The financial report stated, however, that: “The trading environment continues to be challenging, with weak consumer confidence and falls in the number of housing transactions impacting order intake. The outlook for consumer confidence, compounded by the ongoing uncertainty regarding Brexit, has been much talked about in the news media. The Senior Leadership Team has developed comprehensive plans to address any short-term dislocation arising from a no-deal Brexit. It is notable that under WTO rules imported furniture is tariff free, which is helpful, but in the medium term the implications of a sustained drop in the value of Sterling and the consequent inflationary effect for imported products is likely to become a key factor affecting consumer confidence for high value household items. The mitigation of this will be a key focus for our team in the coming year.”
DFS Brexit prep
DFS Brexit prep is concentrating on six key areas where there could be an adverse impact:
Consumer demand
With continuing economic uncertainty impacting consumer confidence, DFS foresee some customers deferring or reducing their spend on new furniture. The report states: “We believe that the underlying growth in our market over 2017 to 2019 has likely been between -1% to -2% per year, whereas a long-term average growth rate for the market is typically over 2%. A 1% change in our sales growth assumption would increase or reduce revenues by c.£10 million, and consequently could have an impact on profits and cash generation of c.£4 million.”
Border delays
Around 60% of finished goods that DFS sells are imported from mainland Europe or China. It forecasts that an increase in lead times could have a direct impact on profit and cash generation in the first financial year that delays occur. The report states: “We have ensured our suppliers each have in place the necessary permissions for accelerated customs clearances and we have also encouraged the use of container routes where customs clearance can take place while ‘on the water.’ Our analysis shows that over 85% of our imports by volume are already taking place using containerised freight forwarders holding Authorised Economic Operator status. We also import raw materials (principally timber and fabric) to manufacture finished goods and we have confirmed that our partner suppliers have increased their UK stockholdings.”

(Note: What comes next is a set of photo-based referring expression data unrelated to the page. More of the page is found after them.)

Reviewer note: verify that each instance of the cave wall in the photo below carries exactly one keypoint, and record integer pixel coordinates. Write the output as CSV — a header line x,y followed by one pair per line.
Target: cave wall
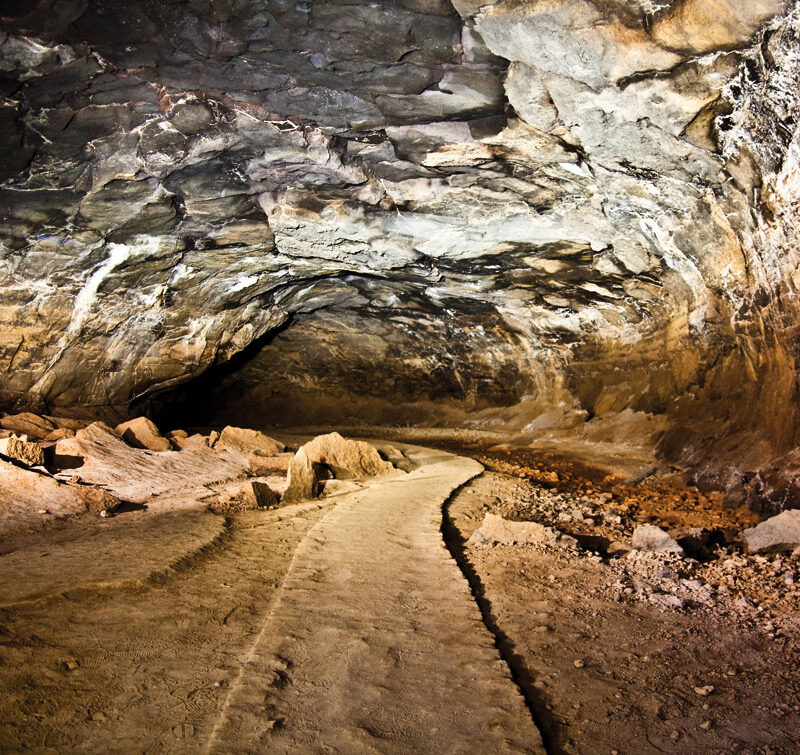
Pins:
x,y
466,214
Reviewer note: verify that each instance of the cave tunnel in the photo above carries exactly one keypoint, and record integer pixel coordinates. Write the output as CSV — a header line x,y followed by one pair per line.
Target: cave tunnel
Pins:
x,y
521,227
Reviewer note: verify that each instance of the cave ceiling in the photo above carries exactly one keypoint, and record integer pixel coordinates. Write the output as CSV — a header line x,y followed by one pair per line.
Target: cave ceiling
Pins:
x,y
471,198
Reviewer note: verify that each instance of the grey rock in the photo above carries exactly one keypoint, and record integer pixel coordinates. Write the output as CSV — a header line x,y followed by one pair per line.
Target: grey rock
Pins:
x,y
648,537
778,533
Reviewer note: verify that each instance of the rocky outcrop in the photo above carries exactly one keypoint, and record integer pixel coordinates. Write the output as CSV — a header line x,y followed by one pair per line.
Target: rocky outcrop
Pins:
x,y
778,533
458,214
20,449
331,456
143,433
247,441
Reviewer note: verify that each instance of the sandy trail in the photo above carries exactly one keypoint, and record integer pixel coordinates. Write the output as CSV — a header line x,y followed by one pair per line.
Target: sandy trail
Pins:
x,y
341,625
374,643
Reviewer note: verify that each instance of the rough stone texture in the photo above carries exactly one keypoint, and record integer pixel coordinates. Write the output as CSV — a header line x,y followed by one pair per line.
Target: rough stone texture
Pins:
x,y
28,424
302,479
143,433
22,450
252,494
25,495
495,530
648,537
100,457
261,464
778,533
459,217
346,459
249,441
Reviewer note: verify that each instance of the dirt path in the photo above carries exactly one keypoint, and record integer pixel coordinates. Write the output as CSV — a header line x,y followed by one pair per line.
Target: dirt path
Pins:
x,y
606,673
339,626
375,643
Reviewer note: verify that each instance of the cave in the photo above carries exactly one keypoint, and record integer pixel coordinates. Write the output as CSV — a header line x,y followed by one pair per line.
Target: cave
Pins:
x,y
400,376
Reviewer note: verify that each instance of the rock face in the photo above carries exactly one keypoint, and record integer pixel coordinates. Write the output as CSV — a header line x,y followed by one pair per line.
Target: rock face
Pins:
x,y
22,450
409,211
302,479
648,537
333,456
143,433
248,441
347,459
495,530
778,533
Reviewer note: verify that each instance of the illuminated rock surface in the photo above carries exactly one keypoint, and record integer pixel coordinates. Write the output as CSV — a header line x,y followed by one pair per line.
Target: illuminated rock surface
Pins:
x,y
512,215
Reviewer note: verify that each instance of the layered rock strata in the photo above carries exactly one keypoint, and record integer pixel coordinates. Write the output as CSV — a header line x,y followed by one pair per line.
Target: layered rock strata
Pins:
x,y
453,209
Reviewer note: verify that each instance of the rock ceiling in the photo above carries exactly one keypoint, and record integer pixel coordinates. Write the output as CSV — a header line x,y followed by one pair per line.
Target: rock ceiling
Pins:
x,y
589,204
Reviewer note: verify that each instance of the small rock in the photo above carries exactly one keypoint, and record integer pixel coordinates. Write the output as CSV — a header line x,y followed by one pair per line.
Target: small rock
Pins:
x,y
303,479
778,533
648,537
617,548
264,495
665,600
495,530
142,433
59,433
28,424
247,441
22,450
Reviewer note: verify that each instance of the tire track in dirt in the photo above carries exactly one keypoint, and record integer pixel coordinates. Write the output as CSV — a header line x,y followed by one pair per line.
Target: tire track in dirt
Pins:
x,y
374,642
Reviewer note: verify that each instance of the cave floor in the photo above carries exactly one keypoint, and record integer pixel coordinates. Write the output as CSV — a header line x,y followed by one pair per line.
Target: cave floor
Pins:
x,y
346,625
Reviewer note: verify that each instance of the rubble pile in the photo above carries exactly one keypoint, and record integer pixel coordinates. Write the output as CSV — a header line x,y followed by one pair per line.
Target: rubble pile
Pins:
x,y
670,546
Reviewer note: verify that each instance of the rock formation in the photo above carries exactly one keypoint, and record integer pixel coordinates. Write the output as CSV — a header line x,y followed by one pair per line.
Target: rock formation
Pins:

Increased regulatory burden and other friction
DFS is reviewing any impacts on its ability to trade as a result of this.
Tariffs
DFS states: “We do not currently expect to see a material tariff impact, as our finished goods currently largely attract a 0% tariff under WTO terms and our business has experience of operating within the tariff regime for Far East imports. The UK Government has also indicated that they will defer the payment of duty due on all imports from the point of entry to being accounted for as part of companies’ VAT returns, which we believe will give the Group a cash benefit of over £3 million, which will help mitigate the working capital impact of any border delays. Notwithstanding this there may be additional administrative and other cost burdens associated with the chain of custody requirements to avoid tariffs being imposed on raw materials imports, although we do not anticipate these being costly to implement.”
Exchange rates
Changes in the sterling/dollar exchange rate are expected to impact the cost of DFS’s Far East imports. It states: “We hedge our US dollar requirements maintaining cover equivalent to 18 months of spend to give us increased time to respond to any such adverse trends. In the absence of any hedging, each one cent movement in the US dollar exchange rate has approximately a £1 million impact on PBT, prior to any mitigating actions. We anticipate our competitors would pass on any cost increases as a result of foreign exchange movements to the end consumer.”
Staff
Regarding the employment of EU nationals at DFS and within its supply chain, the report states: “At the time of writing, the Government’s position remains unclear as to whether those EU citizens without pre-settled or settled status will be allowed to work in the UK after the 31 October. We see the potential for wage inflation as companies compete to attract workers with appropriate skills and experience. To help mitigate this risk we continue to work hard on our employee engagement to seek to ensure we continue to benefit from employee loyalty, and relatively low turnover.”